His career saw him achieve the rare feat of being inducted to the revered Rock and Roll Hall of Fame twice.
Former bandmates saluted Crosby’s creative talents, while acknowledging the conflicts they had endured.
Crosby’s wife told showbiz site Variety that he died “after a long illness” while surrounded by family.
“His legacy will continue to live on through his legendary music,” her statement added.
Crosby was born in California on 14 August 1941, the son of Oscar-winning Hollywood cinematographer Floyd Crosby.

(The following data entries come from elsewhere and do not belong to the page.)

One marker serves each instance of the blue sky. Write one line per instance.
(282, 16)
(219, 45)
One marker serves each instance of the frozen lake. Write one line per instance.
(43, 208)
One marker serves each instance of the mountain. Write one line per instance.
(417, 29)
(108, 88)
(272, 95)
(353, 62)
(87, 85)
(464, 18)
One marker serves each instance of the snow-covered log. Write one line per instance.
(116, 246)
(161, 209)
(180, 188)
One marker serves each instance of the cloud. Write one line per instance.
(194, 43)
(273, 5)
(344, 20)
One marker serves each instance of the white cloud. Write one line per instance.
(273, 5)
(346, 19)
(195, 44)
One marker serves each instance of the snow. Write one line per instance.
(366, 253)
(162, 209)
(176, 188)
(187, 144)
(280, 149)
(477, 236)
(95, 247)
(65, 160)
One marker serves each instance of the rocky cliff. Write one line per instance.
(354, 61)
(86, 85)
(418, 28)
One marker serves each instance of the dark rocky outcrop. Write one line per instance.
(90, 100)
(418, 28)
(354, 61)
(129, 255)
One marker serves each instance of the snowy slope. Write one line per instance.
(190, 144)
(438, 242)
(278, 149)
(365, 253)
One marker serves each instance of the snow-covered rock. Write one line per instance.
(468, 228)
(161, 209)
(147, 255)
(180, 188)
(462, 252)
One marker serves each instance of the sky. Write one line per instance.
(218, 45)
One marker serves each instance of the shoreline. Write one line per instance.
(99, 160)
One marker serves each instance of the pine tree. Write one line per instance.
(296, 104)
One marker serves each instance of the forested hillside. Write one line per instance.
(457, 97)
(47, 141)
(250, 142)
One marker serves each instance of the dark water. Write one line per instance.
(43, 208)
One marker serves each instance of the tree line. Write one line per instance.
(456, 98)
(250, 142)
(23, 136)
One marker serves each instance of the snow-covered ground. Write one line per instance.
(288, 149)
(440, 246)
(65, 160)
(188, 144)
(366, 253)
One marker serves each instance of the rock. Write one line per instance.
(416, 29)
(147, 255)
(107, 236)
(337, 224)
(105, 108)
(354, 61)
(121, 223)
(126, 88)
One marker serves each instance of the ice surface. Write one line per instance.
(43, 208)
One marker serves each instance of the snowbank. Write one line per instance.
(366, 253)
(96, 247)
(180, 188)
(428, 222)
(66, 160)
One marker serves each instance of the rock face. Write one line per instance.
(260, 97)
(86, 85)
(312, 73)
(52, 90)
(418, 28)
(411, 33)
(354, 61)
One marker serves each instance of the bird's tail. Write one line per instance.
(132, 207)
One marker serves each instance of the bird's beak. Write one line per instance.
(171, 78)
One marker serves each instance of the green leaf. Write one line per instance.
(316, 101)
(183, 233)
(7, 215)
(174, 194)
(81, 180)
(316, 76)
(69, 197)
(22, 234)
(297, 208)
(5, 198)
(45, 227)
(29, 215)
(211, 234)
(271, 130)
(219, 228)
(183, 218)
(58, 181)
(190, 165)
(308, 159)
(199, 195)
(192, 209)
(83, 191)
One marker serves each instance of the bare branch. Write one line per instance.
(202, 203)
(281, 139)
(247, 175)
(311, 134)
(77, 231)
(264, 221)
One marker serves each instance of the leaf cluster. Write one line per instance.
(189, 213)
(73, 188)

He joined The Byrds in 1964 – a folk-rock group which scored its first hit with a cover of Bob Dylan’s Tambourine Man.
His tempestuous tenure – a period during which he also briefly dated singer Joni Mitchell – culminated in his being fired from the group three years later.
Crosby, Stills and Nash came together as a supergroup soon afterwards, and performed at the legendary Woodstock festival in 1969.
They were later joined by Canadian singer-songwriter Neil Young. This band, too, was beset by in-fighting and broke up after a few years – though has periodically reformed for concerts since.